Until recently, I worked a split schedule at work. I did three 10 hour days from the office and two 5 hour days from home. This allowed me be balance work and mama. It wasn’t always easy, but it worked and worked well. Then it had to change, I was needed in the office more.
I like my job. And I think I am pretty good at it. And I will admit it is easier to be all employee and all mom when separating home and office. But I miss my girls. It is a physical ache. And it leaves me feeling like I need to be completely engaged as a mom when I get to be with them.
I have been trying to really be with them, especially when we are in the car heading to daycare. I want them to know how important they are to me. So I have been praying with them each morning on our way to the daycare and then listening to them talk and sing.

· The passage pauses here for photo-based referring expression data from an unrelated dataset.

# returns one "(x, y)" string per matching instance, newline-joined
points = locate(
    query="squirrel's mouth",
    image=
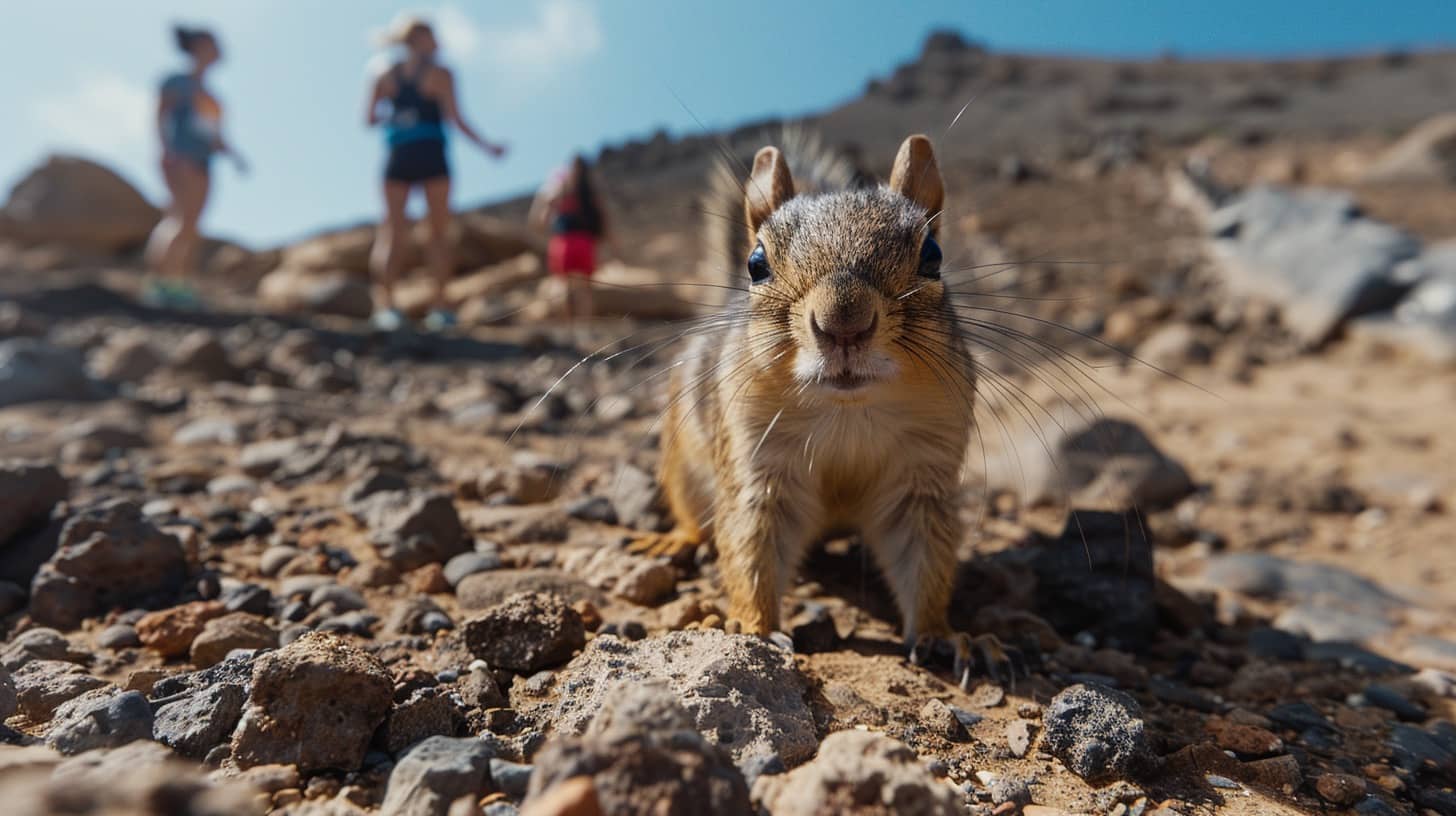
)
(846, 381)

My almost 5 year is currently obsessed with I spy with my little eye. Have you ever noticed how hard that is to play when driving on the expressway? There is blue for the sky, green for the grass, yellow for the signs, that is about it. Drives me a little batty. I told her it is too hard to play on the expressway, so as soon as we exit “mommy, want to play I spy with my little eye.” And since I want to be engaged, I say yes.
Well Friday morning, my mind was screaming “NO!!!” I just wanted to retreat into the music on the radio. I just wanted to enjoy the silence that comes with not talking, just listening to the radio. So I told her that today I didn’t really want to play I spy, rather she could tell me a story. She started to, but then trailed off into silence.
After a few mintes I turned the radio on softly. And tried to enjoy it, but instead I felt guilt and sadness. I had failed my daughter and myself. I had chosen what I wanted over a few minutes spent with her. And I have been feeling bad about it ever since.
Now I am left to wonder what to do with this mama guilt, how to balance it all.
How do you balance it? How do you engage your children?